While they pounded out the conceptual logistics of the Pioneer Workshop, Schulte and Naumann sought advice and affirmation from a network of business leaders, government officials, educators, colleagues, and friends. Like most risky ventures, the Pioneer Workshop relied heavily on a close circle of confidantes who encouraged Schulte and Naumann to move forward with their change effort for the sake of the German educational system. Others gradually rallied around the new learning platform as the idea materialized.

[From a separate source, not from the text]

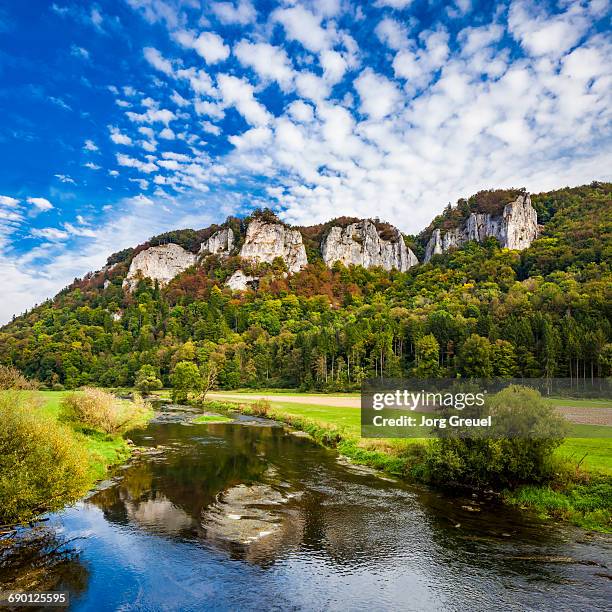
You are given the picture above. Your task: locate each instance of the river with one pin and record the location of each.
(247, 516)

Although fundraising efforts started in August, and still have a long way to go, the two-man team is fiercely optimistic about securing all necessary funds in time. Schulte and Naumann hope to secure funding from the European Union through a new campaign designed to foster an entrepreneurial spirit in European countries by funding initiatives under an umbrella budget of about $1.5 billion. Schulte has roughly budgeted $2 million for the next three years, and is resolute about securing those funds before the Pioneer Workshop opens its doors next fall. If they cannot acquire $2 million, Schulte and Naumann say they will postpone the program’s official start date.

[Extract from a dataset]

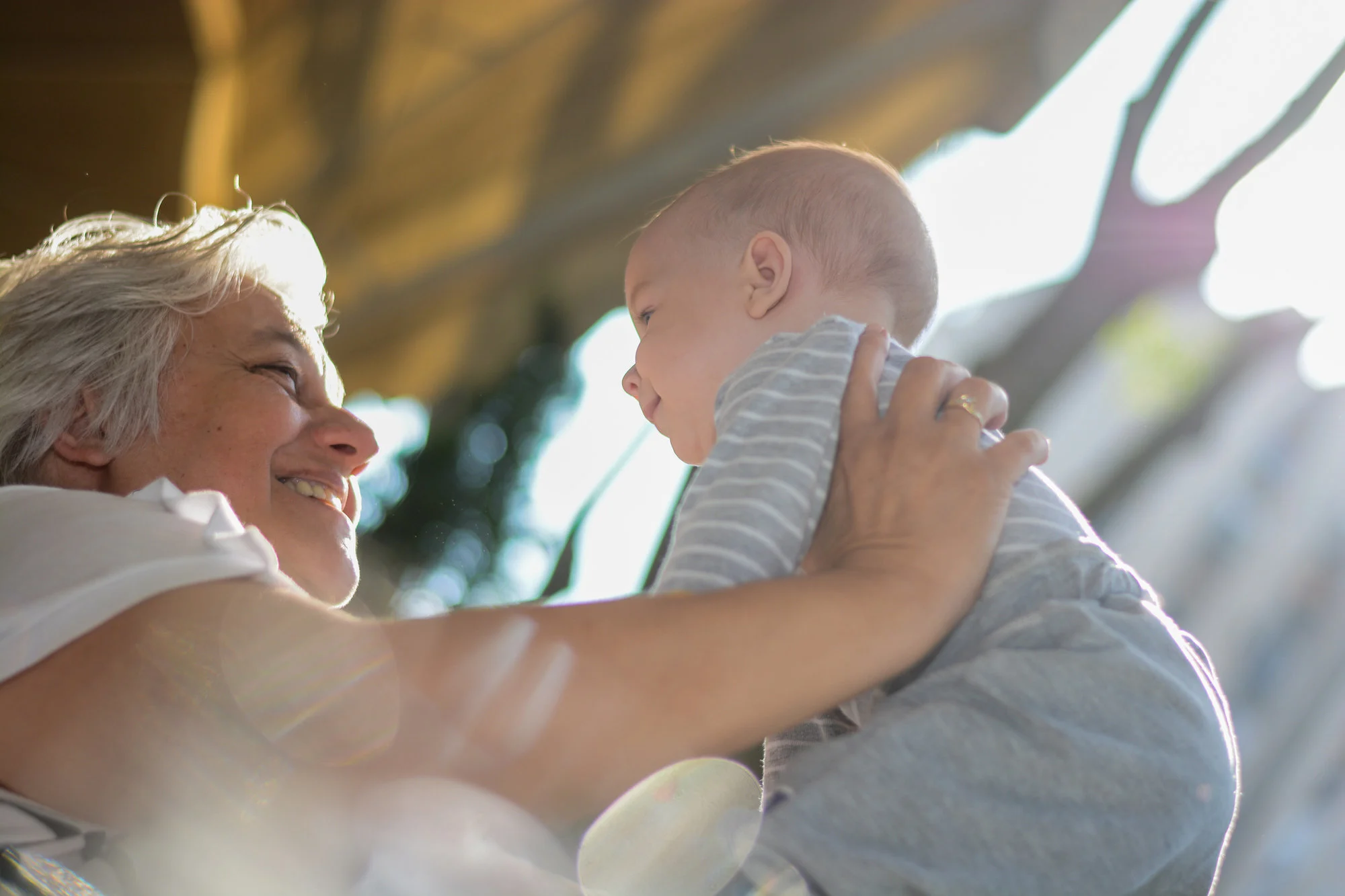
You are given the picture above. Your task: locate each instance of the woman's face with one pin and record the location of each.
(251, 407)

Critics and change resisters in Germany’s traditional economy represent the most formative obstacle wedged against Pioneer Workshop and its funding. And the toughest foe remains the theoretical and scientific slant of German education. Because academia favors hard science, the majority of educational funding is piped into that curriculum. But Schulte and Nauman say actions speak louder than theories — and their ability to secure funding from the private sector and recruit an inaugural class will forecast the future success of the Pioneer Workshop.
In some ways, recruiting 30 students by October next year signifies an even bigger hurdle than fundraising. Germans aren’t inclined to take risks, Schulte says, yet the pioneer program cannot thrive without gamblers. Grooming young people to take risks starts with self-confidence, a basic foundation that most German students severely lack because of the “storehouse knowledge” approach to education, Naumann says. He claims that storehouse knowledge stifles not only personal growth but individual vision as well. And, more importantly, he aims to change a thing or two.
“We want people to realize their potential and broaden their sense of possibility,” Naumann says. “When you have the chance to meet your borderlines, then move beyond them, you’re much more aware and confident about what you can and cannot do. Only then can you really determine personal risk.”